A proposta de lei do Orçamento do Estado entregue dia 15 de outubro no Parlamento pela ministra das Finanças, Maria Luís Albuquerque, prevê que seja «aplicada uma redução remuneratória progressiva entre 2,5% e 12%, com caráter transitório, às remunerações mensais superiores a 600 euros de todos os trabalhadores das Administrações Públicas e do Setor Empresarial do Estado, sem qualquer exceção, bem como dos titulares de cargos políticos e outros altos cargos públicos».
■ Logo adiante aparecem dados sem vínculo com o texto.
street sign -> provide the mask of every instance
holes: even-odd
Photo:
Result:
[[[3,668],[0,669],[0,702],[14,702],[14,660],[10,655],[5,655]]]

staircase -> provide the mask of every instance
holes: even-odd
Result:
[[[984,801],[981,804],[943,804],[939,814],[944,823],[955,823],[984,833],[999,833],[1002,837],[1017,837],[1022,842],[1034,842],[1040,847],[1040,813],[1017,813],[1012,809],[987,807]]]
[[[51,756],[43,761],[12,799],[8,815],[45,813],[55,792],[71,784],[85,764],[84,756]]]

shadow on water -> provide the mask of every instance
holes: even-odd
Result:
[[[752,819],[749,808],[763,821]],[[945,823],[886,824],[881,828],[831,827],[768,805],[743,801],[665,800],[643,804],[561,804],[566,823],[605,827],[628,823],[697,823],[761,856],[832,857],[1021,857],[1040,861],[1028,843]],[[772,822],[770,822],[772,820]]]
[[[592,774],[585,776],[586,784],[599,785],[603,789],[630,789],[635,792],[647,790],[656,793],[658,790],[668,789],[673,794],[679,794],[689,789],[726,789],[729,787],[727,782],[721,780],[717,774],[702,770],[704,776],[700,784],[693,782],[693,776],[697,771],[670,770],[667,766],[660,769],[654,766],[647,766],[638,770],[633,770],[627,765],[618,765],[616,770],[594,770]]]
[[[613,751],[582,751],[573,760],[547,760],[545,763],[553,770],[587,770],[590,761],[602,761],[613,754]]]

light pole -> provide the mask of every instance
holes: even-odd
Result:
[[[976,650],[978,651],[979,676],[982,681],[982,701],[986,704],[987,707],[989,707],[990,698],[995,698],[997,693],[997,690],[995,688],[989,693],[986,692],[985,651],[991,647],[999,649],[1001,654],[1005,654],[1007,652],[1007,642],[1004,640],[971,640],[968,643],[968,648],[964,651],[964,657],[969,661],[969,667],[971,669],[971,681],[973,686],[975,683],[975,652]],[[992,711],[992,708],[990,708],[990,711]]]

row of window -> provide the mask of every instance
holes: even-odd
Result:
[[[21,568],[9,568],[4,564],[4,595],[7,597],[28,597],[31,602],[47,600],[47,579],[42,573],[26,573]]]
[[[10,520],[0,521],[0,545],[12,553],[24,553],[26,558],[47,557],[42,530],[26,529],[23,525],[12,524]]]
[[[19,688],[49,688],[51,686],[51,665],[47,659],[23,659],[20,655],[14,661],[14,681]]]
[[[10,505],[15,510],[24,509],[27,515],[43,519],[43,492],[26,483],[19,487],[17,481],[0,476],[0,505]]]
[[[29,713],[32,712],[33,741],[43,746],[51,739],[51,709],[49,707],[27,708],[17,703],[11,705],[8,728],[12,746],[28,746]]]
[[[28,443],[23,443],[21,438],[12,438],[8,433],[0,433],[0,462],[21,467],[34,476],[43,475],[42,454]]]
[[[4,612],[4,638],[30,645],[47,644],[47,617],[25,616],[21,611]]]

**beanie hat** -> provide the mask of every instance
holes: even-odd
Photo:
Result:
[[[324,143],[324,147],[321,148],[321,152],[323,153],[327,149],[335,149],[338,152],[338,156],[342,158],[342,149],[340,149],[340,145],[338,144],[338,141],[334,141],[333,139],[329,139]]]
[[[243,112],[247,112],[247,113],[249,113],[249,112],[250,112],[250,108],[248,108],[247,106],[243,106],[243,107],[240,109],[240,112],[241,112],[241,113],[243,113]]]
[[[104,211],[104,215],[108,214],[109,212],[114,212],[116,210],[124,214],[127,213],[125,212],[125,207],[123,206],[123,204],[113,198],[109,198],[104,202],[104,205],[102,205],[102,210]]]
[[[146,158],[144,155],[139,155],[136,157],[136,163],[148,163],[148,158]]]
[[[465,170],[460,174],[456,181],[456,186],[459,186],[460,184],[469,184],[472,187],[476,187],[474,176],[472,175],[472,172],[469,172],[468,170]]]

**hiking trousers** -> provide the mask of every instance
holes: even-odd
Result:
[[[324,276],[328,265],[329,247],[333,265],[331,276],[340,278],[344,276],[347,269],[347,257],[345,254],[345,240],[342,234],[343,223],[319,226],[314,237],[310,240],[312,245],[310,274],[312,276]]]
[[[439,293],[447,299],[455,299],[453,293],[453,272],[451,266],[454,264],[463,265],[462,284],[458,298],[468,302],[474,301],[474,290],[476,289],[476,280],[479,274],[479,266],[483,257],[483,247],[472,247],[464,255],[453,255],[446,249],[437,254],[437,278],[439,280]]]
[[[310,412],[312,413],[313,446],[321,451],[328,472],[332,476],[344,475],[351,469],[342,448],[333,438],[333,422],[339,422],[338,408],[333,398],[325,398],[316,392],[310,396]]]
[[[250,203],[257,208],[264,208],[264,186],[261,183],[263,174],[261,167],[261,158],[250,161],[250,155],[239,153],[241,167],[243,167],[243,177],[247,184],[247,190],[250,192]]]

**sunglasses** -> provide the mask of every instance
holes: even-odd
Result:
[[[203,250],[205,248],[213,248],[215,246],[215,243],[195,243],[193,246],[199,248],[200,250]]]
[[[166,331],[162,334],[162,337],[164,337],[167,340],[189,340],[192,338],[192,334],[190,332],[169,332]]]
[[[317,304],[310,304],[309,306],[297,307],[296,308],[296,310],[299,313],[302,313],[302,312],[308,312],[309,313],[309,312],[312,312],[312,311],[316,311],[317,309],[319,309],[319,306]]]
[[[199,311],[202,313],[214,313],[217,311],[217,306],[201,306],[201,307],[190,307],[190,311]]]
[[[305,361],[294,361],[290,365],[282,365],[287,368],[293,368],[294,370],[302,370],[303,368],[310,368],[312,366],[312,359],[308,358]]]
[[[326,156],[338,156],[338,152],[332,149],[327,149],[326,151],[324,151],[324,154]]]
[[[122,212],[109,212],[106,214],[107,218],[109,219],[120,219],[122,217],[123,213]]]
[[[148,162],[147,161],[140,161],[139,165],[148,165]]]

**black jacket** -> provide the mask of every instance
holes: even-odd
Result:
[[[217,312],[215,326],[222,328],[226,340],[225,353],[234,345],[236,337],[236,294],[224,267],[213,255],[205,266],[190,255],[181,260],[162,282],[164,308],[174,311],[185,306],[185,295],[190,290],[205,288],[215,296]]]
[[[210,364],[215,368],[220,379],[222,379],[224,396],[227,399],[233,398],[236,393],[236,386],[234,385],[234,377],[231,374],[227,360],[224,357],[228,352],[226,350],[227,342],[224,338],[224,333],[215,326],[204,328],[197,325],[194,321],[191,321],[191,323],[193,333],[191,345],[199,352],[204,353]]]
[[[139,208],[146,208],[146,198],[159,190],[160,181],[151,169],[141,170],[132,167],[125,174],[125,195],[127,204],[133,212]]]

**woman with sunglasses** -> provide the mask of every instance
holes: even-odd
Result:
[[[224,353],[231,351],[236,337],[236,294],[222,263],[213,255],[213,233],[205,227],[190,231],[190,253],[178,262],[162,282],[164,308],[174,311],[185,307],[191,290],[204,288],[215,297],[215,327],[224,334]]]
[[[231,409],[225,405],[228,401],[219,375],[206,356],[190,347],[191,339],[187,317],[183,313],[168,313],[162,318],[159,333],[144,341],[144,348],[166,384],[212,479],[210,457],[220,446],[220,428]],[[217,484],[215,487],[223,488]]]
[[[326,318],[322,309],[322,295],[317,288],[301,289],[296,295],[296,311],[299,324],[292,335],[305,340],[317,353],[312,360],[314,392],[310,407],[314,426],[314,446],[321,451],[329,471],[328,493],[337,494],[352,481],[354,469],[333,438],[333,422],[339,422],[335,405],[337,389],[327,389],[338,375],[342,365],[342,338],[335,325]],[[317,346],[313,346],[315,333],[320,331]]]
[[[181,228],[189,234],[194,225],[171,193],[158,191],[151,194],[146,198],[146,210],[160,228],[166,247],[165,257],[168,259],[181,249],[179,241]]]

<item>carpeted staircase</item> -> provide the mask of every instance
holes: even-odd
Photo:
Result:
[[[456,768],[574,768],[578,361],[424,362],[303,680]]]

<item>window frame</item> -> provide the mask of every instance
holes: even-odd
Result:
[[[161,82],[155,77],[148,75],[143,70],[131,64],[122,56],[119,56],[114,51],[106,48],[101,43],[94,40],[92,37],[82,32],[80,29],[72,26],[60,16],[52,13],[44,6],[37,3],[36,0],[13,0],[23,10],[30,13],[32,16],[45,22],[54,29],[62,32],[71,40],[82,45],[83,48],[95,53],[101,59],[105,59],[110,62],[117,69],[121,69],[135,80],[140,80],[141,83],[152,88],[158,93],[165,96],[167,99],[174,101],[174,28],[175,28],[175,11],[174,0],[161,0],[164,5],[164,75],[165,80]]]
O subsídio de Natal dos funcionários públicos e dos aposentados, reformados e pensionistas vai ser pago em duodécimos no próximo ano, segundo a proposta, que mantém a aplicação da Contribuição Extraordinária de Solidariedade (CES) sobre as pensões.

No documento, o Governo refere que o défice orçamental deste ano vai resvalar para os 5,9% do PIB, superando os 5,5% definidos para 2013 entre o Governo e a troika (Fundo Monetário Internacional, Comissão Europeia e Banco Central Europeu) e confirma as previsões macroeconómicas, apontando para um crescimento económico de 0,8% e uma taxa de desemprego de 17,7% em 2014.